PLDT Inc. has so far reduced its P48-billion budget overrun by a third, after executing a settlement and mutual release program that cuts its outstanding purchase orders from vendors.
With the execution of the said program, PLDT was able to taper its capital expenditures (capex) overspend to P33 billion.
Marilyn Victorio Aquino, the company’s chief legal counsel, said the telco titan has completed the discussion with its major vendors, which represent 80 percent of the outstanding capex commitments as of end-December.
“That effort resulted in the company’s entry into Settlement and Mutual Release Agreements with its major vendors in March 2023. Those agreements have the effect of reducing the company’s outstanding commitments to these vendors for the acquisition of property and equipment post-2022 to approximately P33 billion, net of advances paid to these vendors,” she said.
Aquino noted that the company plans to engage in similar discussions with non-major vendors to achieve similar results.
“We have the entire 2023 to finish discussion with other vendors. The outcome will be reflected in the financials of 2023,” she said.
To recall, the company announced in the fourth quarter of 2022 that it incurred P48 billion in “budget overrun.” It has since conducted a forensics review of the transactions in question.
The review has been “substantially” completed.
“The review, which was conducted by external counsel with the assistance of accounting and audit consultants, focused on the period 2019-2022 and identified no evidence of fraud, intentional concealment, or bad faith conduct on the part of any employee of the company and no basis to restate the company’s historical financial statements,” she said.
The budget overrun was primarily driven by multiyear projects since 2019, Aquino said.
“It’s roughly because of the huge multiyear projects that we embarked into during that period 2019 to 2022,” she said.
As a result of the incident, PLDT officers that were in question had to take an indefinite leave of absence to give way to the forensics exam.
When asked when officers on leave will be asked to report back to their offices, PLDT Chairman Manuel V. Pangilinan said the company will announce their status “tomorrow (March 24).”
“We have been, for the past five or so months, trying to solve this issue of this capex.
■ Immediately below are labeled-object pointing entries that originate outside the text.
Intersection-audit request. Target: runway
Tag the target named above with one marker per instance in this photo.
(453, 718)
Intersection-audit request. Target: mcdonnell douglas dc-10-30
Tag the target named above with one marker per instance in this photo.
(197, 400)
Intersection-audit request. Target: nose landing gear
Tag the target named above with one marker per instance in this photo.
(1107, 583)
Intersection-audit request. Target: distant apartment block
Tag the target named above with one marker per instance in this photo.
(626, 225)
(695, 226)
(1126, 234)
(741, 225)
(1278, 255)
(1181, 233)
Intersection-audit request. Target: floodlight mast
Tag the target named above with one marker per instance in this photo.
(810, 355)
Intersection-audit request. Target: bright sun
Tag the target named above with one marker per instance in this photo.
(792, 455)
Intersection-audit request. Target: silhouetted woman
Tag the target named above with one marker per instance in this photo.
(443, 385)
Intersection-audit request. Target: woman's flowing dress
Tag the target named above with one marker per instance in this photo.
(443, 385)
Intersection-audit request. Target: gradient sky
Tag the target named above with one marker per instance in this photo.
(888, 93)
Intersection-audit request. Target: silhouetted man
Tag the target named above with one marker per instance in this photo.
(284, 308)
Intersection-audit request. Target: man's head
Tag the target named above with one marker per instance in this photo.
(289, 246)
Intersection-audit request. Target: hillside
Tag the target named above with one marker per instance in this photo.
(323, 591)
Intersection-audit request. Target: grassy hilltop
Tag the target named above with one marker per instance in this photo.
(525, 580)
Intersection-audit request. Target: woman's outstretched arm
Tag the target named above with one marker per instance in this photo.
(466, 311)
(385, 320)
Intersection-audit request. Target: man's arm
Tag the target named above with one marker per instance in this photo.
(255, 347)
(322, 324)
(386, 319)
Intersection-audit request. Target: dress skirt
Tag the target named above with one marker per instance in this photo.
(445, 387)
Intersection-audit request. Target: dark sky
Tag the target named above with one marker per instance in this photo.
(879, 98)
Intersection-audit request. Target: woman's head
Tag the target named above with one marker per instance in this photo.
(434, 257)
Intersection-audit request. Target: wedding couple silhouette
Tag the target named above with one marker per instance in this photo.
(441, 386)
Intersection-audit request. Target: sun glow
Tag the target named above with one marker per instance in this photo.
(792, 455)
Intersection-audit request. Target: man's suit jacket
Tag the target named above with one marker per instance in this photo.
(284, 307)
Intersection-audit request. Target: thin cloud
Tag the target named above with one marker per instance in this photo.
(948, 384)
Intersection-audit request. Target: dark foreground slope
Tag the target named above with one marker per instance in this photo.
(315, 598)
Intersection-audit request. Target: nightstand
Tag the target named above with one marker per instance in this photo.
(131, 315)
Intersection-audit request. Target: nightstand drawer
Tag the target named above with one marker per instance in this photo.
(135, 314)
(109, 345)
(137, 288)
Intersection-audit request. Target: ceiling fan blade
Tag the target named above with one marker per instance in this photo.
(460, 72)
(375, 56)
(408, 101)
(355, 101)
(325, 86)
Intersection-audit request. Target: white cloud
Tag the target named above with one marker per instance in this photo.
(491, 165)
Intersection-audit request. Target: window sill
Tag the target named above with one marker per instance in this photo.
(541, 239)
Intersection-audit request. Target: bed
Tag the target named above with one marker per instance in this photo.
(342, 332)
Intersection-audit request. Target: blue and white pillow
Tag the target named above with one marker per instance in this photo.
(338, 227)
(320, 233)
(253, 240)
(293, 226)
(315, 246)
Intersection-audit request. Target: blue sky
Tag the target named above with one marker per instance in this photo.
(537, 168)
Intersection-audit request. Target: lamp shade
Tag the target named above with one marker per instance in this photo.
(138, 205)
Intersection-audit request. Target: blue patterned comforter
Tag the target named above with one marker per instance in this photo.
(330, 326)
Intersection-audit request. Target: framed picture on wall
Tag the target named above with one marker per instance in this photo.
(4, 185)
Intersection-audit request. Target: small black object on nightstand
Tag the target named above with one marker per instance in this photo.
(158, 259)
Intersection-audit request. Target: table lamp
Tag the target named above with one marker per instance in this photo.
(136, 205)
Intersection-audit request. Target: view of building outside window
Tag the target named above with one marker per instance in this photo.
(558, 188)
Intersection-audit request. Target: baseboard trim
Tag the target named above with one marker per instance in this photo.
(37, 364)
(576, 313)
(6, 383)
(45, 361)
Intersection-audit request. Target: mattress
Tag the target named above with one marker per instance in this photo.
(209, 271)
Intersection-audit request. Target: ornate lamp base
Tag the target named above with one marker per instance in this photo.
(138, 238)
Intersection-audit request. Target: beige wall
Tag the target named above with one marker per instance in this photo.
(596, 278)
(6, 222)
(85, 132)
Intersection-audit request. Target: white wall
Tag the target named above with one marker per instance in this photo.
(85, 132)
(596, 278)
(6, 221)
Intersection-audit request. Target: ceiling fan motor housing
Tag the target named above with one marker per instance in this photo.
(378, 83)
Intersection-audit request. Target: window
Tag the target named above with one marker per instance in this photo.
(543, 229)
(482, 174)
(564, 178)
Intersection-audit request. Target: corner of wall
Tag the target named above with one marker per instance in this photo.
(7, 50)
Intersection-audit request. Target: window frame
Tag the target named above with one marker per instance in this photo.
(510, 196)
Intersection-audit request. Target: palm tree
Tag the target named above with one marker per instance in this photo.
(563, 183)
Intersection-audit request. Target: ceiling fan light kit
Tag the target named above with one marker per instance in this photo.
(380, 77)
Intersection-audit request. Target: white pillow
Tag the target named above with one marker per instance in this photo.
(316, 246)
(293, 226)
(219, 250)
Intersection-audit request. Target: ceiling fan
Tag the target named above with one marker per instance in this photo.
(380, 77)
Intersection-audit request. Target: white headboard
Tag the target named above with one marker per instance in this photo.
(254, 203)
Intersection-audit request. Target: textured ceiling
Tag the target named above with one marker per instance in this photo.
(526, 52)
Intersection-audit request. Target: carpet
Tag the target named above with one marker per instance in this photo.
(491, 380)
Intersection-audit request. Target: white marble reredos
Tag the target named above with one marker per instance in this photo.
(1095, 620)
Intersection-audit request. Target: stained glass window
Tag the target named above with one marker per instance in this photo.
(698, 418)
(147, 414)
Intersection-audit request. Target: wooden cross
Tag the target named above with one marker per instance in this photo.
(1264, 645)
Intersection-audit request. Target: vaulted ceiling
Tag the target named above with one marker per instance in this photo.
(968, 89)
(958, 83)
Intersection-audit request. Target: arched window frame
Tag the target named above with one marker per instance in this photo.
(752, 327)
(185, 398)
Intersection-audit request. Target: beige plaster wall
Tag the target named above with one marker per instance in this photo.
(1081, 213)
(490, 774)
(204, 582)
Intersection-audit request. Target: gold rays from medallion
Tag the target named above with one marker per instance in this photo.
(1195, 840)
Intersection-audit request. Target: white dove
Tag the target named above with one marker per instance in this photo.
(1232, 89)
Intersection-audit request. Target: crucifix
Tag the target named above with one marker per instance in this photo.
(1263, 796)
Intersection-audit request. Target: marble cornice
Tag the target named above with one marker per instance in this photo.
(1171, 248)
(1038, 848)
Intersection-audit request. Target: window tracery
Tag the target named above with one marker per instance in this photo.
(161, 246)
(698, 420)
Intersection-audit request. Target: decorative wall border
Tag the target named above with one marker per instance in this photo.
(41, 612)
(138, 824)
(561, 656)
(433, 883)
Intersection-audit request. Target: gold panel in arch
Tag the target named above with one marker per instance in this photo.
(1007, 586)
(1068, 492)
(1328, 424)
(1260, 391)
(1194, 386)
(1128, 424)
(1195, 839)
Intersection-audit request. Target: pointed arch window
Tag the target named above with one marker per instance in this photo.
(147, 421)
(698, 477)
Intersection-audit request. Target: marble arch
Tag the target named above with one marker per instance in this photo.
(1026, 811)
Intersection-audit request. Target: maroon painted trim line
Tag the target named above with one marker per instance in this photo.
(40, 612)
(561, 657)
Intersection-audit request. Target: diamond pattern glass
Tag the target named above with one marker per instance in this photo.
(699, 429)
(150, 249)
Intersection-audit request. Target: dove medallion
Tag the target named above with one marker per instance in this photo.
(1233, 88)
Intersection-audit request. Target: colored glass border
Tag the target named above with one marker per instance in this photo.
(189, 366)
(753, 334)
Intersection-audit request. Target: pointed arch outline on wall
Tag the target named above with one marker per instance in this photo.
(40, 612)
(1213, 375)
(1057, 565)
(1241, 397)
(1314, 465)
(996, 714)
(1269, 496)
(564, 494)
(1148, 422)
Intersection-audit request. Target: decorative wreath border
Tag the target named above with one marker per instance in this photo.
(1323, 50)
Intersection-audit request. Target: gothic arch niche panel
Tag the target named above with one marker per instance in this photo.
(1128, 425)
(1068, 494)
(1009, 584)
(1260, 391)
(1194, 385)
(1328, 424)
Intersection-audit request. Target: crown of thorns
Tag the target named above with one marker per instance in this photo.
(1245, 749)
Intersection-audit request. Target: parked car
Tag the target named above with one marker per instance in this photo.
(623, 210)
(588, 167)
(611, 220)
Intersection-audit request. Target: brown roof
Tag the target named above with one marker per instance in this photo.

The persons in question are still on leave, I think tomorrow we will try to address the question of the status. Now that we put 80 percent of this issue, we will address those issues,” he said.
Financial results
The budget overrun had a huge effect on the company’s financial results. PLDT saw its profits plunging by 60 percent to P10.49 billion in 2022 from P26.37 billion the year prior, no thanks to the “accelerated depreciation” that it booked last year, referring to the capex issue.
Its telco core income, meanwhile, was 10 percent higher to P33.12 billion from P30.23 billion the year prior, as the company recorded a 6-percent rise in total revenues to P205.25 billion from P193.26 billion.
Individual service revenues accounted for the lion’s share of the revenue pie at P82 billion, which is 5 percent lower than the P86.2 billion.
The company’s home business, meanwhile, was its best performing segment at 20 percent revenue growth to P57.4 billion, followed by the enterprise vertical, which booked P47.5 billion in revenues.
International and carrier business remains the least performing of all the verticals, booking a 23-percent drop in revenues to P3.1 billion from P4.1 billion.
The telco group’s expenses ballooned by 38 percent to P210.75 billion from P152.50 billion, mainly driven by higher depreciation costs.
Pangilinan said he expects the capex overspend to continue to have an effect for the 2023 full year results of PLDT, but said this will have a smaller effect versus the year prior.
“There’s likely to be [an effect], but not at the same quantum that we saw in 2022. The level of outstanding commitments that we reduced from P48 billion to P33 billion. This is part of an overall clean up. These are writing down or writing off existing assets that are either obsolete or no longer in use,” he said.
These clean ups, Pangilinan noted, unveils “that the purchase orders we have now are those that PLDT really needs.”
For 2023, Pangilinan said the company expects service revenues to grow “in the mid single digit range.”
“We anticipate that we’ll have better guidance numbers by the time we announce first quarter results. It is likely to be better than the P33 billion reported, that is our sense. How much higher we can’t say with some level of precision,” he said.
The company also reduced its capex range for 2023 to P80 billion-P85 billion from P96 billion in 2022, as it starts to focus on freeing its cash flow.
It plans to raise as much has P19 billion in local financing to bankroll the capex, complemented by the gains that it will post from the sale of its tower assets.
Now that the dust has seemingly settled and the company has resolved 80 percent of its capex spend mess, Pangilinan said he feels relieved and is determined to show investors and the public that PLDT will remain to be healthy.
“We’re relieved that that is the case and it’s now incumbent upon the board and management to be back on the saddle and move forward and demonstrate that despite this big hump on the road, the financial and operating conditions of the company remain strong and robust. And I think we demonstrated that in 2022 numbers and incumbent upon us to sustain that performance.”
Pangilinan added that it is now his task to “recover whatever reputation we have lost as a consequence of this issue.”